Leader: War on Mickey Mouse degrees will kill autonomy

六月 13, 2003

We have reached the stage of the Parliament when opposition parties need to display some fresh thinking - preferably in fields where the electorate shows signs of discontent with current policies. Save the tax bombshells for the election; this is about causing a stir and convincing pundits you are a serious alternative government. Both the Tories and the Liberal Democrats seem to have alighted on higher education as just such an area.

Largely because they got in first, the Tories captured the bigger headlines. It was even claimed (however implausibly) that their promise to save the middle classes £9,000 by abolishing tuition fees could be an election-winner. But both parties think they can tap into public concern, not only over the cost of higher education but also with the direction it is taking. The image of so-called Mickey Mouse degrees, propagated not least by higher education minister Margaret Hodge, is being used against the government. If that is what the government thinks of the courses it funds, why is it proposing to expand the system towards the apparently arbitrary target of 50 per cent participation? Although they present it differently, the Tories and the Lib Dems have much the same remedy: turn the weak vocational degrees into two-year courses. Like Ms Hodge, they do not name names publicly but we all think we know the subjects they mean. We might even agree that some honours courses sound as if they could be taught as foundation degrees, but until we get down to specifics it is impossible to be sure. So where would they draw the line? And who would do the drawing?

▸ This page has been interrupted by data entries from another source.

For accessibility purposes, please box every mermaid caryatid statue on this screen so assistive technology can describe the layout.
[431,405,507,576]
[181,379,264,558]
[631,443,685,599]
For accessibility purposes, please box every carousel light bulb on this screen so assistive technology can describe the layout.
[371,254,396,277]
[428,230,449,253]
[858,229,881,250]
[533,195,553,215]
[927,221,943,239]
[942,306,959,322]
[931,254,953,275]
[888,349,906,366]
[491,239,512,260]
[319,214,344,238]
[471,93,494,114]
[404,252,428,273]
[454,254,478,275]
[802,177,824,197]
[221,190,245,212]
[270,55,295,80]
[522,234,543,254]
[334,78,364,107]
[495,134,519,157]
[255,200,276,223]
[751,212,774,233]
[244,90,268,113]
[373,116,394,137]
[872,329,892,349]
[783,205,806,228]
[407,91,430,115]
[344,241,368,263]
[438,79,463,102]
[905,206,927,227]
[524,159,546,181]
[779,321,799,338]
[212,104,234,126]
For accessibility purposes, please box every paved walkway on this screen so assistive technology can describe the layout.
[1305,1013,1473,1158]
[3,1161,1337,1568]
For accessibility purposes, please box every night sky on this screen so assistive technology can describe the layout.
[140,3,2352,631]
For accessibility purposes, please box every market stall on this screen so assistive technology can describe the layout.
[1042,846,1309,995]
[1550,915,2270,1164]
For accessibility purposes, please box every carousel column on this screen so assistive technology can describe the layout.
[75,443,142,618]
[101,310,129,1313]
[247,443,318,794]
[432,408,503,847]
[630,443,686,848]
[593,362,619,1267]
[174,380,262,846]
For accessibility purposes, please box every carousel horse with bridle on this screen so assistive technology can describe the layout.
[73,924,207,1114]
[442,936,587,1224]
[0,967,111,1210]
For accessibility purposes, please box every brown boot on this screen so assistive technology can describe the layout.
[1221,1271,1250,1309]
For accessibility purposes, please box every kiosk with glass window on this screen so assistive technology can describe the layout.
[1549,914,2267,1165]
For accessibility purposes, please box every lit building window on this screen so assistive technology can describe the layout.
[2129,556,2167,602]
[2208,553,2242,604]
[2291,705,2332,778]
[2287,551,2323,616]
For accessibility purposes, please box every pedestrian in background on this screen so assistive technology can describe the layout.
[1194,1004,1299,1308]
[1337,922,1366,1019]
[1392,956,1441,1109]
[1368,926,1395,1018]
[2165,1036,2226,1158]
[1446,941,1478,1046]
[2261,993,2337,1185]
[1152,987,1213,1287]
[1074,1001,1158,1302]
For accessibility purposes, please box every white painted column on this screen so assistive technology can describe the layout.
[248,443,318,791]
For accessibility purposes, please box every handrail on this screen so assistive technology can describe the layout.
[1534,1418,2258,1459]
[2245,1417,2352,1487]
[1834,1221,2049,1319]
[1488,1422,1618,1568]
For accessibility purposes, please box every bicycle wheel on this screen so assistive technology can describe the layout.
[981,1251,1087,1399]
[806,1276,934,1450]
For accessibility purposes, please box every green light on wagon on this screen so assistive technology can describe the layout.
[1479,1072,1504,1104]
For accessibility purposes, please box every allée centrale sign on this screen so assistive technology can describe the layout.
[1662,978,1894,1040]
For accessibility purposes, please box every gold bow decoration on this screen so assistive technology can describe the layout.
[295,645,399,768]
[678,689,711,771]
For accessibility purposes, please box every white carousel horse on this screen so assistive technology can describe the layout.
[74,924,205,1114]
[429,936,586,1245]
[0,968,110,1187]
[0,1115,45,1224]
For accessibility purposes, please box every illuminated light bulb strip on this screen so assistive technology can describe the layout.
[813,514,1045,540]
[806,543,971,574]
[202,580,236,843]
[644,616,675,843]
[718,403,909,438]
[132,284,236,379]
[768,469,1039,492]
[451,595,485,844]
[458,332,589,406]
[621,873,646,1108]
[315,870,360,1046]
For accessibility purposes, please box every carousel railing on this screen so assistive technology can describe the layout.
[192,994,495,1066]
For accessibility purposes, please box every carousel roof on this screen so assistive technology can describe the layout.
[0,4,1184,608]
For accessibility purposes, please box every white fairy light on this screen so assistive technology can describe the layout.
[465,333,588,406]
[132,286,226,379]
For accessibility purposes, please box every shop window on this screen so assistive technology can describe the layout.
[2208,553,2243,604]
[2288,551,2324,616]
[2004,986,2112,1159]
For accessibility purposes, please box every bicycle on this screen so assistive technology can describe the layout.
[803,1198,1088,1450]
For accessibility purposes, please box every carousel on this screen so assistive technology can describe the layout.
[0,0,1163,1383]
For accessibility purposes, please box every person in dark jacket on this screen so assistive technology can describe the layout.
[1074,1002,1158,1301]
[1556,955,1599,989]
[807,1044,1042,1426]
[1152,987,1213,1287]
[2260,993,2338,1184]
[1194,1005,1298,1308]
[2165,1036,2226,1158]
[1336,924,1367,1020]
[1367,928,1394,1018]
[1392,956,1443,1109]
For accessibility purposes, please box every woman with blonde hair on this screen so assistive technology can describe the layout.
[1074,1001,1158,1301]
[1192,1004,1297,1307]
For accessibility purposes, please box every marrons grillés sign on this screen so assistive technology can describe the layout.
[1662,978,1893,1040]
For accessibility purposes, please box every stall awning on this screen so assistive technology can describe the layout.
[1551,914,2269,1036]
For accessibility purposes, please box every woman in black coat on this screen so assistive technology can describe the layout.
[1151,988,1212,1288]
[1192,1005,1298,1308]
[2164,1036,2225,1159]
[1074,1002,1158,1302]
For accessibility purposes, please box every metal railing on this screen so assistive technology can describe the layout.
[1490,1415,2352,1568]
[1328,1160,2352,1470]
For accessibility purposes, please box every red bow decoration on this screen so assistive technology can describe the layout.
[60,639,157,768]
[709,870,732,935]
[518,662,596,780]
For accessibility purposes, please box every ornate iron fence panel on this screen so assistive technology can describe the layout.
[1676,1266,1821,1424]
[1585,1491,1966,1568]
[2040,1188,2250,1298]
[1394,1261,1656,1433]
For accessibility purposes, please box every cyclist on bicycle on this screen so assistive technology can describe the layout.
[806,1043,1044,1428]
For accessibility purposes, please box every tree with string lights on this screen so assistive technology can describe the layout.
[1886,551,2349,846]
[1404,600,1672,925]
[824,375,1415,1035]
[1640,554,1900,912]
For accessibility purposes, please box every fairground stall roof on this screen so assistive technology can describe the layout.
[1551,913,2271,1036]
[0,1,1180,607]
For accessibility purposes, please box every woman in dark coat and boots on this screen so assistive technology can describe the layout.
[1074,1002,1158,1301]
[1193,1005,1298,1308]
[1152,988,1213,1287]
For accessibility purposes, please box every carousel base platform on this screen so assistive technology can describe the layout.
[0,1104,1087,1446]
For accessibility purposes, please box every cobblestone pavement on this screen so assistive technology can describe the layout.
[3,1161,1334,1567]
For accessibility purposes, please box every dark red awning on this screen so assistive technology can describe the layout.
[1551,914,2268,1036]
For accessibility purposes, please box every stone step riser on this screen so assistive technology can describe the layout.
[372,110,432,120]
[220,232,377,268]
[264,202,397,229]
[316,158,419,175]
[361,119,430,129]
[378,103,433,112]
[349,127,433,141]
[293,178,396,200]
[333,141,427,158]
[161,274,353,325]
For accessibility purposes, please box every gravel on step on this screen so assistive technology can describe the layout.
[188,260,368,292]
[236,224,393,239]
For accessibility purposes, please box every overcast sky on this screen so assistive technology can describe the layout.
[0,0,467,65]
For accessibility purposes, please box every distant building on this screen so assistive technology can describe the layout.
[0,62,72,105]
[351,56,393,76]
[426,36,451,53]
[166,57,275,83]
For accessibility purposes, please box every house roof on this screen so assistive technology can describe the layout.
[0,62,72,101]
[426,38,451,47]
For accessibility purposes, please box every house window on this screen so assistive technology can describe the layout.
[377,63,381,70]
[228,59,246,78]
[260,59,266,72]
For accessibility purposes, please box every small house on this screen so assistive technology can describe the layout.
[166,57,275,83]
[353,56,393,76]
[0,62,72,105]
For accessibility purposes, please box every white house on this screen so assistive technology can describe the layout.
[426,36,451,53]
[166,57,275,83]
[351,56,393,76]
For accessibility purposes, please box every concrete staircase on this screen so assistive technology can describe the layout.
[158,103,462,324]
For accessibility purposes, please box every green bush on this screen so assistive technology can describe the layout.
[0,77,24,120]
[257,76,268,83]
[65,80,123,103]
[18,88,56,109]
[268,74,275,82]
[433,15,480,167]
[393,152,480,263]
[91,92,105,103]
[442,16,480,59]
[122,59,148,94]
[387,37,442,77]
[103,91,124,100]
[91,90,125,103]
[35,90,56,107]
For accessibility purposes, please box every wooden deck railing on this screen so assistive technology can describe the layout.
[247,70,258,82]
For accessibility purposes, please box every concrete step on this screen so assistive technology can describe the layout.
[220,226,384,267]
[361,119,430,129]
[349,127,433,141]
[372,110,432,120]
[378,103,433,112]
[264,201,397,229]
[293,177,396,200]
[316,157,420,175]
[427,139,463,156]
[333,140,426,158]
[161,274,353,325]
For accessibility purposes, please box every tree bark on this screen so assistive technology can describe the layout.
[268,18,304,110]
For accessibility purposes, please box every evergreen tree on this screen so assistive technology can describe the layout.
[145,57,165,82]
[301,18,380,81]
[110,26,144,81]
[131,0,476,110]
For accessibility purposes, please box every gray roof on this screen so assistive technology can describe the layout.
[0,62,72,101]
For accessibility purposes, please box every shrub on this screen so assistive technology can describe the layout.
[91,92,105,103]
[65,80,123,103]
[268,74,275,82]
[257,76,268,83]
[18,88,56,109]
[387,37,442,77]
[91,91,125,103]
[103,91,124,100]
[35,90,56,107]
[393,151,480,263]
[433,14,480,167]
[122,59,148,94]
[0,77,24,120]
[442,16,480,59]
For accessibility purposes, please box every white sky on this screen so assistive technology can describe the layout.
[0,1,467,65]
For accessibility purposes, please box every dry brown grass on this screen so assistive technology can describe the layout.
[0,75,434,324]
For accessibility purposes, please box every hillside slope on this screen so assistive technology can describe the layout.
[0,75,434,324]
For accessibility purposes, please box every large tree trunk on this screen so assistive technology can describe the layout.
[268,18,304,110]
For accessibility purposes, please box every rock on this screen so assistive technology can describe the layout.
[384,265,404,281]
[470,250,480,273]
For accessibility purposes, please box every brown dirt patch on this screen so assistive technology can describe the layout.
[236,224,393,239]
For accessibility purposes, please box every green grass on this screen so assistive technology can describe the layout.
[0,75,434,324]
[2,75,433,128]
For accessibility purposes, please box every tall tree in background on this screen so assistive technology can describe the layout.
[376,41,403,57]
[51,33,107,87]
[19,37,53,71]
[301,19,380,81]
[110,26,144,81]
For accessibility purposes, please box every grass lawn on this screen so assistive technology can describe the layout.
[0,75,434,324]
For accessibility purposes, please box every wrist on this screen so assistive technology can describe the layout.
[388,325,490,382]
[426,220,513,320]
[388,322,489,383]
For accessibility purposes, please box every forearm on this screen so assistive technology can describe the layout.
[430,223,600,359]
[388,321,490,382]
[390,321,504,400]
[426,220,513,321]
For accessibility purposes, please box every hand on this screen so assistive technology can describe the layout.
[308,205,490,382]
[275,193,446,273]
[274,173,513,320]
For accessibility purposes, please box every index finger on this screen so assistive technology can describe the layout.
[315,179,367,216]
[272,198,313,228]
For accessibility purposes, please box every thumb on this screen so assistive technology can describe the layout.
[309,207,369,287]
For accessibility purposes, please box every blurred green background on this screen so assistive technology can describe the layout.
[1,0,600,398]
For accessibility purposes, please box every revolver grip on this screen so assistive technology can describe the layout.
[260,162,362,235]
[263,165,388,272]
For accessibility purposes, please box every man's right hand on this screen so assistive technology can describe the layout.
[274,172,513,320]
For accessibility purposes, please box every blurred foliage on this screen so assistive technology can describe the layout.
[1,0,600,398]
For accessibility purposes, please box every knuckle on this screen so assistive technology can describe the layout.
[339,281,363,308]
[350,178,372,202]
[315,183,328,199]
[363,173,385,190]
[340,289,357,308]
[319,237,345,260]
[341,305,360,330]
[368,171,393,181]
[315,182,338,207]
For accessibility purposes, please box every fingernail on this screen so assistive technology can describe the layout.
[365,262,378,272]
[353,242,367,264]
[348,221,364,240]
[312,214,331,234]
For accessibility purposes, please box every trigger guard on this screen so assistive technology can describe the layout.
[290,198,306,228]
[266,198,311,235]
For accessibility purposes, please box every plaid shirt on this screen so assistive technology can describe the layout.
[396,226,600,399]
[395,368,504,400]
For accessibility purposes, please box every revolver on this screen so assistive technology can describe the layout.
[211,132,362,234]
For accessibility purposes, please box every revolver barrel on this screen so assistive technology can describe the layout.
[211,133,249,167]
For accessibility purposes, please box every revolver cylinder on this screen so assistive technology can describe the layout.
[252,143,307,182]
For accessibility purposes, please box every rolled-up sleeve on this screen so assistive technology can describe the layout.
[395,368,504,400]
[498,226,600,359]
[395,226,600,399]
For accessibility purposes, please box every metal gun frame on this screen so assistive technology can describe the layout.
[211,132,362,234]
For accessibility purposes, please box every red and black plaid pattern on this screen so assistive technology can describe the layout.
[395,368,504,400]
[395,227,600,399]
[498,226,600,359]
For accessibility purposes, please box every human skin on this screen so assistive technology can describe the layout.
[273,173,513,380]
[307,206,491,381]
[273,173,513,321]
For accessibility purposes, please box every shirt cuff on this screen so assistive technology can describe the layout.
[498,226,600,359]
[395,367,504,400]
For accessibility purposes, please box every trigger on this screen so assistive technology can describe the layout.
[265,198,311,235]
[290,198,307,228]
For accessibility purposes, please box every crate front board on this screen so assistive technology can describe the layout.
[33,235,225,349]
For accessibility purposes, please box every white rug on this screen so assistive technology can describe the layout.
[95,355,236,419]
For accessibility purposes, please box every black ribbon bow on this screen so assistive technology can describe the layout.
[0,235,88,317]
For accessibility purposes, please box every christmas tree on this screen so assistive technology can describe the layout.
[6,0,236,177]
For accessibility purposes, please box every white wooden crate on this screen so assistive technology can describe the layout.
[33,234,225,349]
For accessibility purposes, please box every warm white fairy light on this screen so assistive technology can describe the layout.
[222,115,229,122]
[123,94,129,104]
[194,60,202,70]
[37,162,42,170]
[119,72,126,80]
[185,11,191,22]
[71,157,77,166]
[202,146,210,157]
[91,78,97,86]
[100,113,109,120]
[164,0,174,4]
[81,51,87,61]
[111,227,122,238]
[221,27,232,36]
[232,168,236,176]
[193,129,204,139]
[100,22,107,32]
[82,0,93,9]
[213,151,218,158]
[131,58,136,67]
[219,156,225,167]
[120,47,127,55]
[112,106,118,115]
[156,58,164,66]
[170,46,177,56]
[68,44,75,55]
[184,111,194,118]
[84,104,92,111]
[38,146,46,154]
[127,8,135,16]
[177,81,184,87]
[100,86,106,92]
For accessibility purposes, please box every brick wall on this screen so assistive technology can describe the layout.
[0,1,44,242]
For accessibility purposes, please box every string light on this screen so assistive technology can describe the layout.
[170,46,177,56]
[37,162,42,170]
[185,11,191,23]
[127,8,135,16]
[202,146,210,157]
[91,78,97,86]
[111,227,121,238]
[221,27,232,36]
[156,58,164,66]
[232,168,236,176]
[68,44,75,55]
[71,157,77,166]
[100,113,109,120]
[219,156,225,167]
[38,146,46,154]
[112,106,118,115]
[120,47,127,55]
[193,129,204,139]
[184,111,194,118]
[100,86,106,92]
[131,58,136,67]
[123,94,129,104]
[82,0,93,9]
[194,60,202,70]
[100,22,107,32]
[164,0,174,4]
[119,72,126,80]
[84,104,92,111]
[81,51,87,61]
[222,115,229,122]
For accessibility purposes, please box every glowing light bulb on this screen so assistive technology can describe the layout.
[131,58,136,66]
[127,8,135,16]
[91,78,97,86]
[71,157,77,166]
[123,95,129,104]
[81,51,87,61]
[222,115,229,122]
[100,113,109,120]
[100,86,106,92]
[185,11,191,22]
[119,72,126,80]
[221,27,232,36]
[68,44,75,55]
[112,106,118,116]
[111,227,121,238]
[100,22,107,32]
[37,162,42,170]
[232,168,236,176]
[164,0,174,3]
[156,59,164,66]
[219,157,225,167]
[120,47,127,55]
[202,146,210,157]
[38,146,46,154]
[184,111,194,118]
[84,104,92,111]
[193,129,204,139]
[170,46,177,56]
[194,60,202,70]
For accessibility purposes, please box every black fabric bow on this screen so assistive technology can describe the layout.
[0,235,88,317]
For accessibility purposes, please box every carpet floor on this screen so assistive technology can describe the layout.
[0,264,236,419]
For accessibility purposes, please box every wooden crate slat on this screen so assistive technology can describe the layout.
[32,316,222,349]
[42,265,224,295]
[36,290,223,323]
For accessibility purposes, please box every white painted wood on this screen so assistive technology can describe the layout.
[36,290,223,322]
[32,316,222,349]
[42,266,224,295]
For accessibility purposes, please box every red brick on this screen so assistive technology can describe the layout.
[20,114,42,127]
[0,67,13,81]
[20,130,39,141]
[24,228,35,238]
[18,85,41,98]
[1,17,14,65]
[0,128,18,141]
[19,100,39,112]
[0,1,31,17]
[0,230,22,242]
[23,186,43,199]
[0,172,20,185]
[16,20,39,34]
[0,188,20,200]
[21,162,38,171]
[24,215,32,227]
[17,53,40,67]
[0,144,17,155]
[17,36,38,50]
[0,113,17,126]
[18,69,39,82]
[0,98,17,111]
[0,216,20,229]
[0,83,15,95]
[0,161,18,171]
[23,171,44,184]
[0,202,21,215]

So far, the Tories have no answer, while the Lib Dems talk confusingly of a "light-touch inspectorate" somehow pointing the way. In reality, it would mean the reinvention of the National Advisory Body that micromanaged the polytechnics in the 1980s, with ministers directly involved in allocating often small numbers of places to individual institutions. However unpopular tuition fees might be, at least they put control into the hands of customers rather than bureaucrats. Universities will soon drop Mickey Mouse courses if they do not attract students. What higher education really needs is a way of mitigating the effects of top-up fees on those from poor backgrounds. Labour is indeed vulnerable to the charge of allowing such students to be priced out of the most prestigious universities. But destroying university autonomy and taking choice out of the hands of students is not the answer.